Fortunately, local officials in his little northeastern town guided him through the red tape and he received his vaccinations – a rare occurrence in Japan, where authorities are rushing to immunize the fragile senior population in time for the Summer Olympics, which begin in only six weeks.

“This way is great,” Hayashi told Reuters after he and his wife got their second doses at a local gymnasium. “You just get a notice that says come on such-and-such a day.”

Soma, a rural city 240 kilometers (150 miles) north of Tokyo that was devastated by the 2011 earthquake and tsunami, has surged ahead of most of the country in vaccinations by heeding lessons learned from the catastrophe of a decade ago.

Japan lags far behind other advanced economies in vaccinating its people – 12% have received at least one shot, according to a Reuters tracker, compared to France, the next lowest in the Group of Seven industrial powers at 42%, and the most advanced, Canada, at 63%.

Soma’s agile, in-house strategy avoids the reservation systems and dispersed efforts that are popular in Japan.

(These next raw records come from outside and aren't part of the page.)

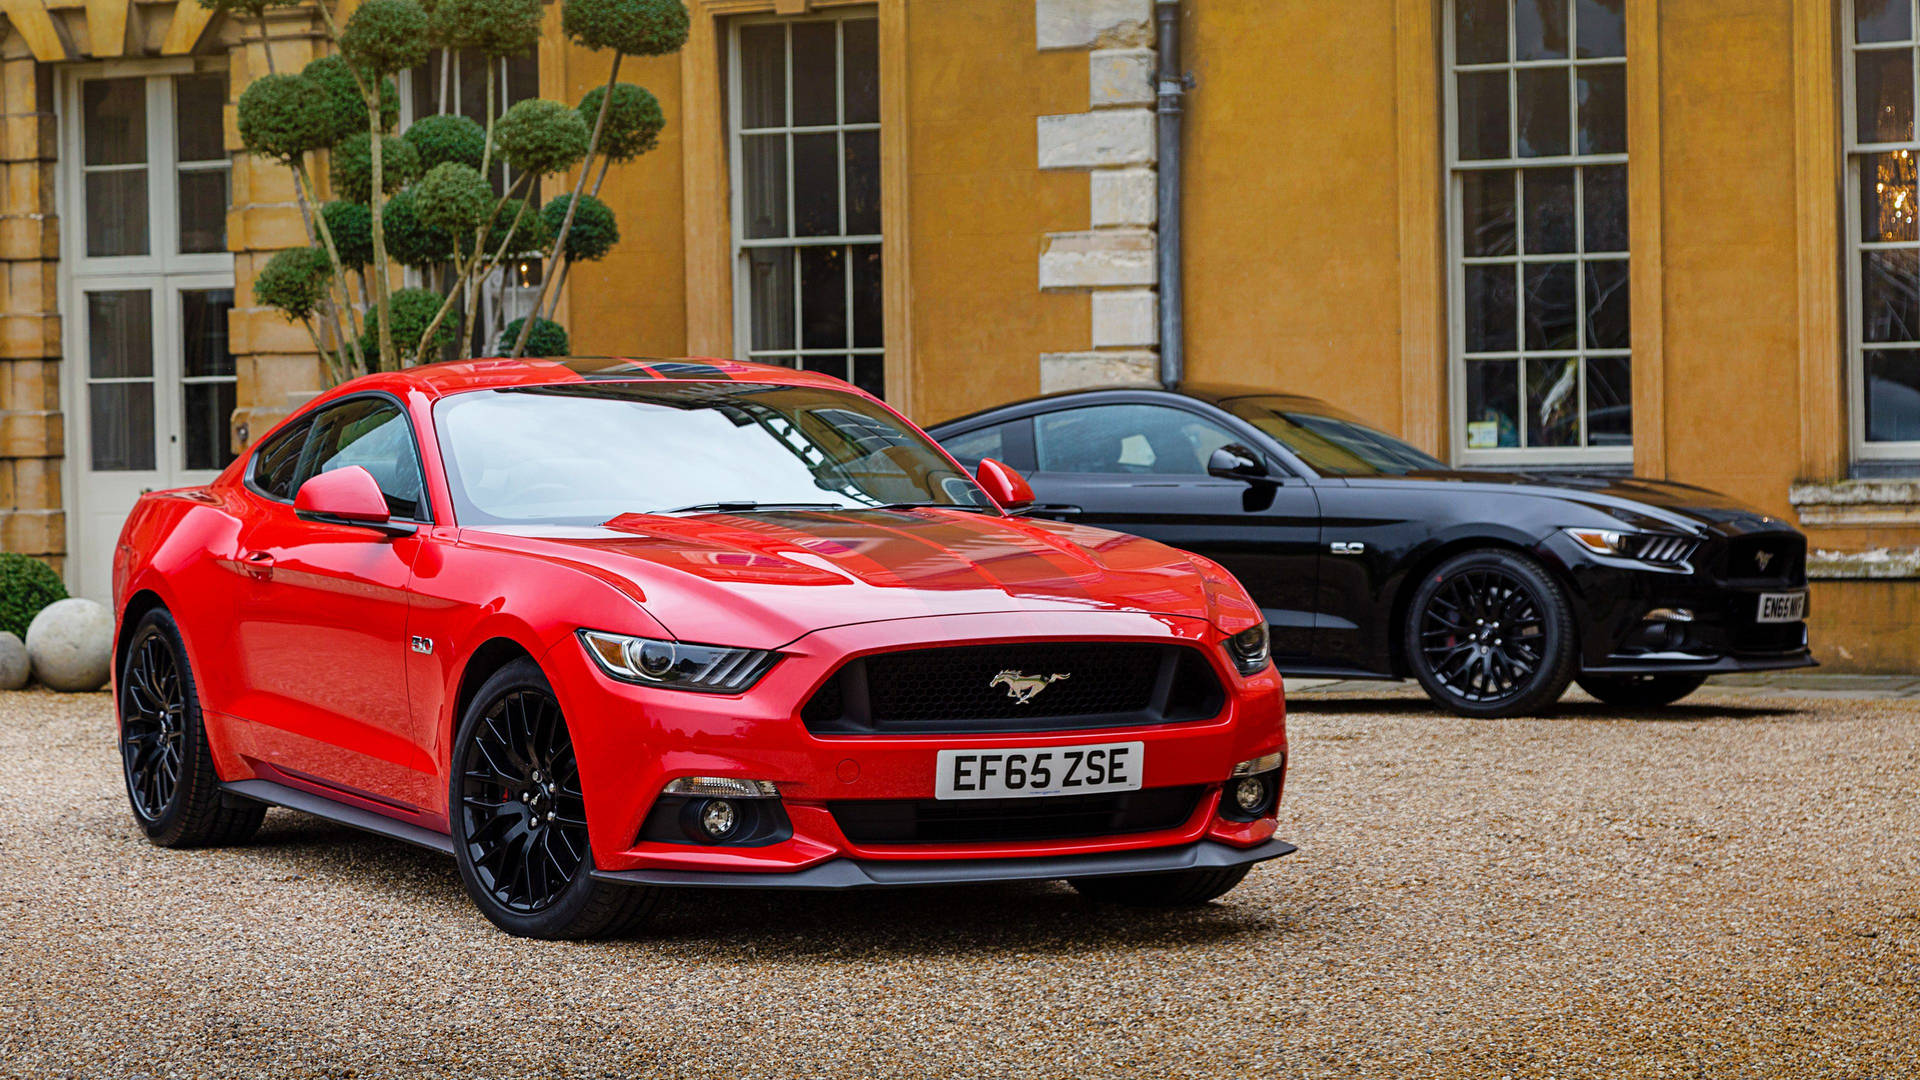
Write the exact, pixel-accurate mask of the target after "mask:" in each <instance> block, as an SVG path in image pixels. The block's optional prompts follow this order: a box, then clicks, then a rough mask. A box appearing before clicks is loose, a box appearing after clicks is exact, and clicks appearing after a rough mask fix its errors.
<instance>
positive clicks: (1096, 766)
mask: <svg viewBox="0 0 1920 1080" xmlns="http://www.w3.org/2000/svg"><path fill="white" fill-rule="evenodd" d="M1144 757H1146V744H1144V742H1100V744H1092V746H1031V748H1012V749H943V751H939V759H937V763H935V769H937V771H939V776H935V780H933V798H937V799H1010V798H1023V796H1087V794H1094V792H1135V790H1139V788H1140V763H1142V761H1144Z"/></svg>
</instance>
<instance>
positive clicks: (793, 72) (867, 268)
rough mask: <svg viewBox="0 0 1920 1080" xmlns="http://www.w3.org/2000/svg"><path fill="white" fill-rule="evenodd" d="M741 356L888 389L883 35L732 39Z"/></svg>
mask: <svg viewBox="0 0 1920 1080" xmlns="http://www.w3.org/2000/svg"><path fill="white" fill-rule="evenodd" d="M732 58H733V61H732V65H730V71H732V81H733V86H732V90H733V92H732V96H730V110H732V119H730V127H732V133H733V138H732V158H733V256H735V259H733V311H735V329H733V348H735V352H737V354H739V356H745V357H749V359H756V361H762V363H781V365H787V367H801V369H806V371H824V373H828V375H835V377H839V379H847V380H849V382H852V384H856V386H860V388H862V390H866V392H870V394H876V396H879V394H883V390H885V377H883V373H885V342H883V327H881V286H879V282H881V267H879V233H881V223H879V23H877V19H874V17H872V15H866V17H816V19H791V21H739V23H735V25H733V31H732Z"/></svg>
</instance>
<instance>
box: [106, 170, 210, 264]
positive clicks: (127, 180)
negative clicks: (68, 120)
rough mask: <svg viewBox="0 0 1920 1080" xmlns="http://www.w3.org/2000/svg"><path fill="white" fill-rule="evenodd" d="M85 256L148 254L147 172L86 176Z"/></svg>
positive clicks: (121, 171) (106, 173)
mask: <svg viewBox="0 0 1920 1080" xmlns="http://www.w3.org/2000/svg"><path fill="white" fill-rule="evenodd" d="M223 248H225V240H223ZM86 254H88V256H144V254H146V169H123V171H113V173H86Z"/></svg>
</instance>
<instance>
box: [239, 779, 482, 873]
mask: <svg viewBox="0 0 1920 1080" xmlns="http://www.w3.org/2000/svg"><path fill="white" fill-rule="evenodd" d="M221 792H227V794H228V796H238V798H244V799H253V801H255V803H267V805H271V807H286V809H298V811H300V813H311V815H313V817H321V819H326V821H332V822H336V824H349V826H353V828H363V830H367V832H372V834H376V836H388V838H394V840H405V842H407V844H415V846H419V847H426V849H430V851H440V853H442V855H451V853H453V838H451V836H447V834H444V832H434V830H430V828H420V826H419V824H409V822H405V821H394V819H390V817H386V815H382V813H372V811H367V809H359V807H349V805H346V803H336V801H334V799H328V798H324V796H315V794H311V792H301V790H300V788H288V786H286V784H275V782H273V780H234V782H230V784H221Z"/></svg>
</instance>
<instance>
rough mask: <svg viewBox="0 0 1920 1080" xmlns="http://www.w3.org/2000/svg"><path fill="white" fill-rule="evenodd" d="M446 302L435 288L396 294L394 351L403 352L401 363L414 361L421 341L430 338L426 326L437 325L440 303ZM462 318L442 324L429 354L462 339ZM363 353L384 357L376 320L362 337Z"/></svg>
mask: <svg viewBox="0 0 1920 1080" xmlns="http://www.w3.org/2000/svg"><path fill="white" fill-rule="evenodd" d="M442 300H445V298H444V296H440V294H438V292H434V290H432V288H401V290H399V292H396V294H394V300H392V313H394V331H392V332H394V348H396V350H397V352H399V356H401V359H407V357H413V354H417V352H419V350H420V338H424V336H426V325H428V323H432V321H434V315H436V313H438V311H440V302H442ZM457 323H459V317H457V315H449V317H445V319H442V321H440V327H438V329H436V331H434V346H432V350H428V356H432V354H434V352H438V350H444V348H447V346H449V344H453V342H455V340H459V336H461V329H459V325H457ZM361 352H365V354H369V356H378V354H380V336H378V329H376V327H374V325H372V319H369V321H367V332H365V334H361Z"/></svg>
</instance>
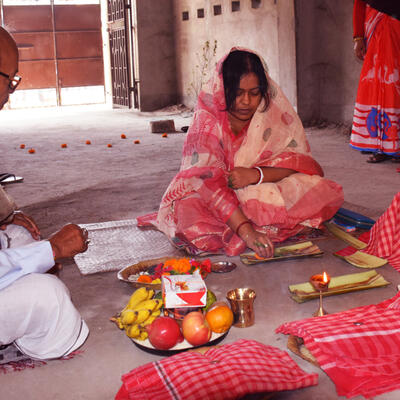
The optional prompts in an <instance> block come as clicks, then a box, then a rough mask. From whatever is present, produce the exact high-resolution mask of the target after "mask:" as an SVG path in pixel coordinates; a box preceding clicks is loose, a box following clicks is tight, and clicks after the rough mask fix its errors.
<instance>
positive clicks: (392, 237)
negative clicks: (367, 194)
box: [363, 192, 400, 272]
mask: <svg viewBox="0 0 400 400" xmlns="http://www.w3.org/2000/svg"><path fill="white" fill-rule="evenodd" d="M399 238H400V192H399V193H397V194H396V196H394V199H393V200H392V203H391V204H390V206H389V207H388V209H387V210H386V211H385V212H384V213H383V214H382V215H381V216H380V218H379V219H378V221H376V222H375V224H374V226H373V227H372V228H371V230H370V237H369V242H368V247H367V248H366V249H364V250H363V251H365V252H366V253H369V254H373V255H374V256H377V257H381V258H385V259H386V260H388V261H389V264H390V265H391V266H392V267H393V268H395V269H397V271H399V272H400V240H399Z"/></svg>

The city has vaccinated 84 percent of its older residents, compared to approximately 28 percent nationally, and is now targeting younger generations, with the goal of reaching people as young as 16 by the end of July, just as the Olympics begin.

Prime Minister Yoshihide Suga wants all people in Japan to be fully vaccinated by July and the elderly by November. But that will necessitate increasing daily doses to a million from the current top of roughly 700,000.

Part of Soma’s success is due to its small population of 35,000, making it easier to reach people in the city on the Pacific coast in Fukushima prefecture than for stretched medical staff in the giant urban areas.

But the city is also succeeding where much of Japan has not because of the painful lessons of the tsunami that killed 450 of the city’s people as it swept 4 kilometers (2.5 miles) inland.

‘PEOPLE COMING TOGETHER’

That disaster taught Soma the importance of laying out and communicating clear plans, working closely with local medical professionals, gathering affected people in concentrated places – and not waiting for a plan to come down from Tokyo – said Vice Mayor Katsuhiro Abe.

“I’m not sure you could claim we couldn’t have done it if it hadn’t been for the earthquake,” Abe remarked. “However, this immunization campaign coincides with the municipal government’s experience and the people joining together to cope with it for the past ten years.”

Japan has escaped the massive COVID-19 case loads and death tolls observed in many other countries, although its vaccine deployment began later than others, in mid-February, and was initially hampered by a lack of imported vaccine supplies.

The elderly were prioritized for vaccinations, but distribution was inconsistent, and reservation mechanisms broke down or confused them.

Soma’s leaders and doctors, drawing on 2011 lessons, began drafting plans and running inoculation drills in December, months before vaccines were approved.

The city set up a central vaccination center, conserving medical manpower. Residents were called by city block, no reservation necessary, and the city sent busses for those who could not travel on their own.

After the previous disaster, Soma’s neighbors know to look out for each other, while city officials are used to shifting gears from office work to crisis management, said Abe, a lifelong Soma resident.

Townspeople are shuttled briskly to waiting areas and screenings, then to a partitioned area for their shots.

When some older patients got flustered being asked to turn left or right for their shots, staff improvised with cartoon posters on the walls: face the bunny for an injection in your right arm, turn to the doggy to get it in the left arm.

“The strategy needs to be tailored to each local culture and context,” said Kenji Shibuya, who this spring resigned as director of the Institute for Population Health at King’s College London to help run Soma’s COVID-19 vaccination push.

“It’s a war,” said Shibuya, a persistent critic of Japan’s handling of the pandemic.

He said the best thing the government can do is provide a steady supply of vaccines and supplies to municipalities – and leave the rest to the people on the ground.